I think if you're not willing to manually verify the output of these generative machine learned algorithms, then you probably shouldn't present them to somebody as if you've done them the service of a free code review.


I don't understand people who chime in just to regurgitate GPT slop that they haven't verified (and sometimes not even read!)

I don't it hard to believe that they truly believe they're doing us a favor. Surely they're doing it just to feel smart or included?


I suggested he look at it since he is the expert on his code lol.


* Memory allocation NULL check: this is a bona-fide bug introduced by my refactoring

* MAX_FILE_SIZE: I don't think this is true.

* skip_until_charset, skip_charset bound check bug: I don't think this is true

* Uninitialized value_end: I don't think this is true - and if true should be caught by -Wall -Werror flags.

* argc < 1 check not being necessary: This is not true, you can make argc == 0 by using the exec family of libc functions.

* Error Handling: Currently all parsing errors should cause the program to exit, which I think is the desired behavior.

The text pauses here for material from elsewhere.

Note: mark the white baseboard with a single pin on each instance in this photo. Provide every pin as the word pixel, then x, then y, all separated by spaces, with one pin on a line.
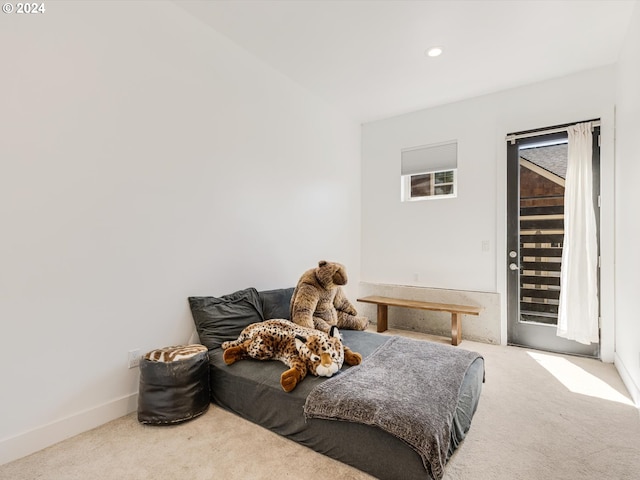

* Unsanitized input for .env: Intended behavior.

* Unsanitized input for execvp: Intended behavior.


GPT-4 is not a static code analyser


These LLMs are not a lot of things that people think they can use them for, apparently. Therapist, search engine, cheap coding labour, the list goes on.

These LLMs produce syntacticly valid language, no more. And information contained within is a by-product and not necessarily factual nor correct.


Still incredibly helpful. Therapy? Helped me a couple of times on some dark days. It’s not a replacement for it, but it helped me. Search engine? Why not? As long as you verify claims, you’re good, and especially nowadays the answers are preferable to whatever Google thinks should be on the first 10 pages (hint: it’s all crap). Cheap coding labour? Again, as long as you verify. A senior programmer can get a lot more done in a day this way.

It’s not necessarily factual or correct, no. But it’s incredibly helpful and useful. As always, the real answer is somewhere in the middle.

Just don’t ask it about politics. It’s so blatantly obviously biased.


If you don't mind, I'm really interested in how you used an LLM for therapy. My Gmail username is the same as my HN username if you feel comfortable talking about it and helping others. Thank you!